What are Commonwealth Income & Growth Fund Iv's Business Segments?
The Partnership generally purchases only equipment that is subject to a lease
or for which a lease or similar agreement will be entered into contemporaneously
with the consummation of the Partnership’s acquisition of the equipment.
The General Partner leases most of the equipment purchased by the Partnership
to third parties pursuant to operating or finance leases. Types of leases which
the General Partner may enter into are operating leases, finance leases and
conditional sales contracts.
Operating leases are relatively short-term (12 to 48 month) leases under which
the aggregate non-cancellable rental payments during the original term of the
lease are not sufficient to permit the lessor to recover the purchase price
of the subject equipment.
In a finance lease, the lessor generally recovers at least 90% of the original
equipment cost during the lease term.
A conditional sales contract generally provides that the non-cancellable payments
to the seller over the term of the contract are sufficient to recover the investment
in such equipment and to provide a return on such investment. Under a conditional
sales contract, the seller reserves title to and retains a security interest
in, the equipment until the purchase price of the equipment is paid.
In general, the terms of the Partnership’s leases, whether the equipment
is leased pursuant to an operating lease or a finance lease, depend upon a variety
of factors, including: the desirability of each type of lease from both an investment
and a tax point of view; the relative demand among lessees for operating or
full payout net leases; the type and use of equipment and its anticipated residual
value; the business of the lessee and its credit rating; the availability and
cost of financing; regulatory considerations; the accounting treatment of the
lease sought by the lessee or the Partnership; and competitive factors.

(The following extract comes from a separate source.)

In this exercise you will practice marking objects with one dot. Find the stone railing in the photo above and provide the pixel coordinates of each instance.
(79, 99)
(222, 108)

An operating lease generally represents a greater risk to the Partnership than
a finance lease, because in order to recover the purchase price of the subject
equipment and earn a return on such investment, it is necessary to renew or
extend the operating lease, lease the equipment to a third party at the end
of the original lease term, or sell the equipment. On the other hand, the term
of an operating lease is generally much shorter than the term of a finance lease,
and the lessor is thus afforded an opportunity under an operating lease to re-lease
or sell the subject equipment at an earlier stage of the equipment’s life
cycle than under a finance lease. Also, the annual rental payments received
under an operating lease are ordinarily higher than those received under a finance
lease.
The Partnership’s policy is to generally enter into “triple net
leases” (or the equivalent, in the case of a conditional sales contract)
which typically provide that the lessee or some other party bear the risk of
physical loss of the equipment; pay taxes relating to the lease or use of the
equipment; maintain the equipment; indemnify the Partnership-lessor against
any liability suffered by the Partnership as the result of any act or omission
of the lessee or its agents; maintain casualty insurance in an amount equal
to the greater of the full value of the equipment and a specified amount set
forth in the lease; and maintain liability insurance naming the Partnership
as an additional insured with a minimum coverage which the General Partner deems
appropriate. In addition, the Partnership may purchase “umbrella”
insurance policies to cover excess liability and casualty losses, to the extent
deemed practicable and advisable by the General Partner.
The terms and conditions of the Partnership’s leases, or conditional sales
contracts, are each determined by negotiation and may impose substantial obligations
upon the Partnership. Where the Partnership assumes maintenance or service obligations,
the General Partner generally causes the Partnership to enter into separate
maintenance or service agreements with manufacturers or certified maintenance
organizations to provide such services. Such agreements generally require annual
or more frequent adjustment of service fees. As of December 31, 2015, the Partnership
has not entered into any such agreements.